Doch im Grunde meinten sie nur, dass ich krank sei. Eine Art Überforderung. Hervorgerufen durch aufwühlende Ereignisse. Ein Rückfall. Vermutlich der dritte.

Aber ich habe nicht das Gefühl, als ginge es mir besser, jetzt, da ich es weiß. Oder schlechter. Es bringt mir eigentlich gar nichts. Das Problem ist viel eher, dass dieses Schonen nur alles verschlimmert. Denn so bleibt mir gar nichts anderes, worüber ich nachdenken könnte.

Selbst wenn ich an die anderen Vampir-Jäger denke, geht es mir schlecht. Ich frage mich manchmal, ob sie geschnappt wurden. Ob ich ihnen damit geholfen habe, die Dokumente zu verbrennen. Ob man sie nur durch uns gefunden hat. Ob sie sicher sind.
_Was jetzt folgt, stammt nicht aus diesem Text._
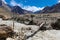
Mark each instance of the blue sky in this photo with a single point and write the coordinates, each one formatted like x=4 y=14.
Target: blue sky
x=32 y=5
Als mir nachmittags diese Fragen mal wieder nicht aus dem Kopf gehen, entscheide ich mich, es selbst herauszufinden. Etwas anderes habe ich schließlich nicht wirklich zu tun. Die Frage ist nur wie.

Ich kann wohl schlecht einfach aus dem Schloss raus marschieren, als sei nichts. Und mindestens genauso schlecht kann ich Pearline oder Aliisa oder Kayla darauf ansprechen. Ich bezweifle, dass Leira etwas davon weiß.

Welche Möglichkeiten bleiben mir also? Ich könnte versuchen, mich raus zu schleichen. Doch die Wache ist noch immer in Alarmbereitschaft, es gab zu viele Anschläge in letzter Zeit.

Dennoch, vielleicht schaffe ich es trotzdem. Zum einen weil die Wachen erwarten werden, dass jemand von draußen kommt, nicht von innen und zum anderen bin ich eine ausgebildete Vampir-Jägerin. Zwar ein wenig aus der Übung, aber ein Versuch kann ja nicht schaden.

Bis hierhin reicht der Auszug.